Persons in Manuscripts and Early Printed Books

        Identifying persons from signatures or from scribal or printed references in early documents requires awareness of genealogy.  Especially in pre-1700 England and the English colonies, families paid extraordinary attention to their lineage and recorded it in numerous ways, in part because inheritance and estate maintainence depended upon making sure of the identities of far flung ancestors and heirs.  This is complicated by the fact that Early Modern and Medieval families' naming conventions tended to favor re-using the same given names in each successive generation, and sometimes used the same name for different children in the same generation.  A famous example is the Paston family, whose correspondence is the oldest extensive document archive to come down to us from Medieval English times.  No fewer than three "John Pastons" were alive between 1421 and 1503: Sir John, known as John I (1421-1466), John II (1442-1479), and John III (d. 1503).  [Click here for a link to the Luminarium web site including links to the Google Books digital surrogate of Gairdner's 1904 print edition, The Paston Letters (1422-1509).]  For this reason, places and dates and actions associated with named persons can be invaluable in sorting out which member of a numerous clan is being referred to. 

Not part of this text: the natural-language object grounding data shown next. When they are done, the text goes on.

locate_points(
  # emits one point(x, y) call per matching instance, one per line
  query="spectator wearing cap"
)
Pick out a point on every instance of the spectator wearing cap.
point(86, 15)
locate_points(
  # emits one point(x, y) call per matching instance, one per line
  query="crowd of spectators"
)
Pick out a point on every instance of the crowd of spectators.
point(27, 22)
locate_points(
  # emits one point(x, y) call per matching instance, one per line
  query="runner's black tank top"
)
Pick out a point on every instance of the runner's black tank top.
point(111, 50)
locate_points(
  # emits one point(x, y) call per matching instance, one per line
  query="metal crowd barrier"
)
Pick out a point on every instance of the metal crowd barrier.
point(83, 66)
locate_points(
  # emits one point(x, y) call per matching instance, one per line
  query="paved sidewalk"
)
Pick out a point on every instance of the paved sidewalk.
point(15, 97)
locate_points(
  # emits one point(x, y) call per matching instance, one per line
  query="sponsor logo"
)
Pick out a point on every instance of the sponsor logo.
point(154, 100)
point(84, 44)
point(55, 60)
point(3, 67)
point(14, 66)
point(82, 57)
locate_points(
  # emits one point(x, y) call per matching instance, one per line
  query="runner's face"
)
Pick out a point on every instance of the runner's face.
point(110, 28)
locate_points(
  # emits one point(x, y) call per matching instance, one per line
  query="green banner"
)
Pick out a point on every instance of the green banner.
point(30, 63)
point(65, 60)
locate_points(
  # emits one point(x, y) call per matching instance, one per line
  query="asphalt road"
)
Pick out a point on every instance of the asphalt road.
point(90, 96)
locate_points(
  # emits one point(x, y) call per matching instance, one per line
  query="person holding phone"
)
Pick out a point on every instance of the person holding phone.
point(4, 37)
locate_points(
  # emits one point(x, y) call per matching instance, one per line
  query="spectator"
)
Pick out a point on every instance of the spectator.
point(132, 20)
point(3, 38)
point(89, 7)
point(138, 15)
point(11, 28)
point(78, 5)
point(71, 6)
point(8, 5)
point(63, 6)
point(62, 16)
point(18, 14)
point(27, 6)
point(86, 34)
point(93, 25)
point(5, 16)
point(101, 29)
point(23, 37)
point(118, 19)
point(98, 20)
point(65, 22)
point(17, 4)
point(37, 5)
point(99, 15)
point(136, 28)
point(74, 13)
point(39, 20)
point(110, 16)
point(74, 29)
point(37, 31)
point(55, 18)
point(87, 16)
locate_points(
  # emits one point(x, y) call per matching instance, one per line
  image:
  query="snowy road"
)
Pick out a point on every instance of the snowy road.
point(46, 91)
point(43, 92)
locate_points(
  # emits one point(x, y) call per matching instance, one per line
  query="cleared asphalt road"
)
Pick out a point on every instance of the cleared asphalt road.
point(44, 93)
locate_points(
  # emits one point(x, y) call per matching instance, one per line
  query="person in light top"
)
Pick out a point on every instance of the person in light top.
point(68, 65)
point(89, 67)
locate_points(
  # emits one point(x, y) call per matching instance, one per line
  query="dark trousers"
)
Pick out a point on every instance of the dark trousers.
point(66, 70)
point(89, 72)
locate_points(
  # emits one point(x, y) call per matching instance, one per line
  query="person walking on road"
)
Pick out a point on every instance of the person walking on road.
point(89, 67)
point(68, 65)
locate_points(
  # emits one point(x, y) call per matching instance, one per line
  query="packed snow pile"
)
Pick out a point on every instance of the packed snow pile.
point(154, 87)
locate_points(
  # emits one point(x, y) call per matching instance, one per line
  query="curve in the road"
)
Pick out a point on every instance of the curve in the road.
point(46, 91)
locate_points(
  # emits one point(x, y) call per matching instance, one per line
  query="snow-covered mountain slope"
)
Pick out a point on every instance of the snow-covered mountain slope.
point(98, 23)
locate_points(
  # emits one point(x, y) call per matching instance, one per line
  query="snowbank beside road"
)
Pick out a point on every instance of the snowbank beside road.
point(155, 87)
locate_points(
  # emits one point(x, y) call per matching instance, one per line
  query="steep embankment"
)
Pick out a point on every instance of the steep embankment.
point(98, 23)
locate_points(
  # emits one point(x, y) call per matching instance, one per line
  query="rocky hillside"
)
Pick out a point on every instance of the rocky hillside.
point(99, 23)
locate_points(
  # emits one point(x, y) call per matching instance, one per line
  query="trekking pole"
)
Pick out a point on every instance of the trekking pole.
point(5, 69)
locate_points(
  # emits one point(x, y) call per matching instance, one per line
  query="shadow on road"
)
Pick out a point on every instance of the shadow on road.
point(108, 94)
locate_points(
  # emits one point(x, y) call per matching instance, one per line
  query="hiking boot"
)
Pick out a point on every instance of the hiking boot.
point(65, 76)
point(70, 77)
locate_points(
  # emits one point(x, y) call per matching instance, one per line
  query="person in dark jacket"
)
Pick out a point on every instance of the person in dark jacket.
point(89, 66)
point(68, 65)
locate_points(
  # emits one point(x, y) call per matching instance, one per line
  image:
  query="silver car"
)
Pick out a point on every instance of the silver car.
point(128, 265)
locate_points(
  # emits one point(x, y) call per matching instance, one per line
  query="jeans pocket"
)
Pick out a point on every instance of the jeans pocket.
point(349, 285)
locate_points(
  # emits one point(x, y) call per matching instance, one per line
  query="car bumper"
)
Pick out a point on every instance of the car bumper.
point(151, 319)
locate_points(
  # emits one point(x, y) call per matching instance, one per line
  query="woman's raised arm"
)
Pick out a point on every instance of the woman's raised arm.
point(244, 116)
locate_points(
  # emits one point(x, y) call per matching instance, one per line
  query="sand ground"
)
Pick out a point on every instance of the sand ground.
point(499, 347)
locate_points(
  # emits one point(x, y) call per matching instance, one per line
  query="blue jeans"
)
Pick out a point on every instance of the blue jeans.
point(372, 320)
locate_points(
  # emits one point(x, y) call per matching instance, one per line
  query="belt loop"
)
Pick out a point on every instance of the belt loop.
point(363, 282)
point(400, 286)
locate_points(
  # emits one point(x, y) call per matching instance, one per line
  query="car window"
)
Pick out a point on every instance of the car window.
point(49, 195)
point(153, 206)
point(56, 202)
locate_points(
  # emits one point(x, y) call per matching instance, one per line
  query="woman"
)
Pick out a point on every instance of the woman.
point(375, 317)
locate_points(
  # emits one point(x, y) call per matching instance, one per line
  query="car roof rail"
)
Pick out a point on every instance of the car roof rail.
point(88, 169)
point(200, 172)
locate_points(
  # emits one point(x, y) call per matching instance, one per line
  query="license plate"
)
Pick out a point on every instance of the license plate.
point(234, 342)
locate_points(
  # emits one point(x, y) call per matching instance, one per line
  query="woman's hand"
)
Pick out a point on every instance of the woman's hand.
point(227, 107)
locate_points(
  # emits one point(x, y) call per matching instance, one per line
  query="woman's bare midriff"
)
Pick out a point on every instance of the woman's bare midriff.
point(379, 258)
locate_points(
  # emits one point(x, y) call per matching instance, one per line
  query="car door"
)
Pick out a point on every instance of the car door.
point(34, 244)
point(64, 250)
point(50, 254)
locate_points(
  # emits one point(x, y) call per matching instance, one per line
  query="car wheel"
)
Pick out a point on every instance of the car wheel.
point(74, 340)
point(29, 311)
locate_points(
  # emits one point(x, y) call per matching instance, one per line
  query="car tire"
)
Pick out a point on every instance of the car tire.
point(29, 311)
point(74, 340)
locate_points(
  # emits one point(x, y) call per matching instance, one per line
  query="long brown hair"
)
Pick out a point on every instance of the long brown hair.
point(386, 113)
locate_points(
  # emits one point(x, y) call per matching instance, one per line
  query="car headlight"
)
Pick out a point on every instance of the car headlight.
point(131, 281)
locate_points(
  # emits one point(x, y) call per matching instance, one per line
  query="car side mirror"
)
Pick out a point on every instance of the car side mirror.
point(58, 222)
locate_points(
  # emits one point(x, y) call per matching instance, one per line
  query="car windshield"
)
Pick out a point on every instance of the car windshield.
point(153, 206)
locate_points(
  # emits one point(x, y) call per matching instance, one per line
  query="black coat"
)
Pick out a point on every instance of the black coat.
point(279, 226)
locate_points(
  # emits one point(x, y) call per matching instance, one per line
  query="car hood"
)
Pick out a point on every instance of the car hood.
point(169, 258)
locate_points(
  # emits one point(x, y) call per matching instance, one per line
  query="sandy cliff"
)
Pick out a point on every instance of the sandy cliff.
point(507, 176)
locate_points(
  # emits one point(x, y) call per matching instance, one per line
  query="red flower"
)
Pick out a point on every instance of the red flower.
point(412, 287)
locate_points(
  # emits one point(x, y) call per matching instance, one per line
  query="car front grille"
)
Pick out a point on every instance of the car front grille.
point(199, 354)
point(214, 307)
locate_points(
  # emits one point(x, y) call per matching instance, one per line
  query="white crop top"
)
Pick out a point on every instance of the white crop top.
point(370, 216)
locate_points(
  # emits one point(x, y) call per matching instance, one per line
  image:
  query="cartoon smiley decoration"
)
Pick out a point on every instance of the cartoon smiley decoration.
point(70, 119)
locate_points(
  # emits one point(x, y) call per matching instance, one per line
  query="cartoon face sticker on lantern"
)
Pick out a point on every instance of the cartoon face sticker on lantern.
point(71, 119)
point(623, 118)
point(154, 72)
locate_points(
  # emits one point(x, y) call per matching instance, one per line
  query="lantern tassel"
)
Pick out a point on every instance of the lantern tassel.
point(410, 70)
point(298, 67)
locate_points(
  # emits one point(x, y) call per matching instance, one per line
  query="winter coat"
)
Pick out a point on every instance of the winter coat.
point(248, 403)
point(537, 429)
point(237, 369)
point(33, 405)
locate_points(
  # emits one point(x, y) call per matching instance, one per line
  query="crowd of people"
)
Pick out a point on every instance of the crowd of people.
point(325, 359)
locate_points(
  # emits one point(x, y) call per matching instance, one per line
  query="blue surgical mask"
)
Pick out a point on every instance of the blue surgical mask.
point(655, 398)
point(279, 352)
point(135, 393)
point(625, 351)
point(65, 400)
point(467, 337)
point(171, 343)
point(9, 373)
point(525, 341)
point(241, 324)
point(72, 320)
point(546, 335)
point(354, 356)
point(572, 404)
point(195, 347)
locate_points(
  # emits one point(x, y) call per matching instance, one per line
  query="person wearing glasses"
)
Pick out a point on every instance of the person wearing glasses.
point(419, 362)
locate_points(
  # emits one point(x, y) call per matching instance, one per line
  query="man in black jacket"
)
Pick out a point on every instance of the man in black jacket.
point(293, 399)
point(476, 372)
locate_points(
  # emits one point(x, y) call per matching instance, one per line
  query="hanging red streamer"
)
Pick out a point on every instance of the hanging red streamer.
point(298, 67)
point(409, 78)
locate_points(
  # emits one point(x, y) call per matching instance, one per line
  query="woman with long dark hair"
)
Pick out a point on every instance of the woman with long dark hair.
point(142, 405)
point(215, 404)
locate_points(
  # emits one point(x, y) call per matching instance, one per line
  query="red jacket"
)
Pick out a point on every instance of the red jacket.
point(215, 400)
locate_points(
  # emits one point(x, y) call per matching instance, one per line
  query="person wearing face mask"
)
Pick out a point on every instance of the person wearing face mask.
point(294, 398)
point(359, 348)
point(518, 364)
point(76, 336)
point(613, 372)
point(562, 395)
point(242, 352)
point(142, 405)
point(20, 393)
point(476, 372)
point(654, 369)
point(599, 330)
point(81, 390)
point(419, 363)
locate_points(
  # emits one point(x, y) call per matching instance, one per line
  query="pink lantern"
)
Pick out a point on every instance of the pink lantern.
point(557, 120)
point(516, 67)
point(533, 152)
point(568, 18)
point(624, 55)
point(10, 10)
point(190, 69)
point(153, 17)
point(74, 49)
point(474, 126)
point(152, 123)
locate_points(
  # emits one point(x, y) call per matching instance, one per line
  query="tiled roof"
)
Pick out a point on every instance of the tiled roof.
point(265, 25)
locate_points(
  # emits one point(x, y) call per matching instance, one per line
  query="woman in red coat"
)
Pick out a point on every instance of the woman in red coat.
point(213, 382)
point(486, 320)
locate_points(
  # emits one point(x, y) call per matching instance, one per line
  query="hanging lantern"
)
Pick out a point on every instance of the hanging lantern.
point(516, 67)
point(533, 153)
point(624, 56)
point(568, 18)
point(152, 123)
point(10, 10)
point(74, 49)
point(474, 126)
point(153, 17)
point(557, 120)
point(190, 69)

        Two important resources which should be consulted are The Dictionary of National Biography, and Burke's Peerage.  The student-researcher who asks Google and is rewarded by a "hit" in Wikipedia is almost always reading, second-hand, entries copied (with or without attribution) from the DNB.

        An improved way to use Google involves "triangulating" the document by entering (in quotation marks) the names of two or three persons named in therein.  Hits can be checked against any datable information in the document, together with any internal place names, to rule out earlier or later persons with the same names, or people with the same names living in the same era in differing places.  Even without datable evidence in the document, the coincidental occurrence of multiple names who also appear in historical records only at one, or a very few times in history, suggests possible dating.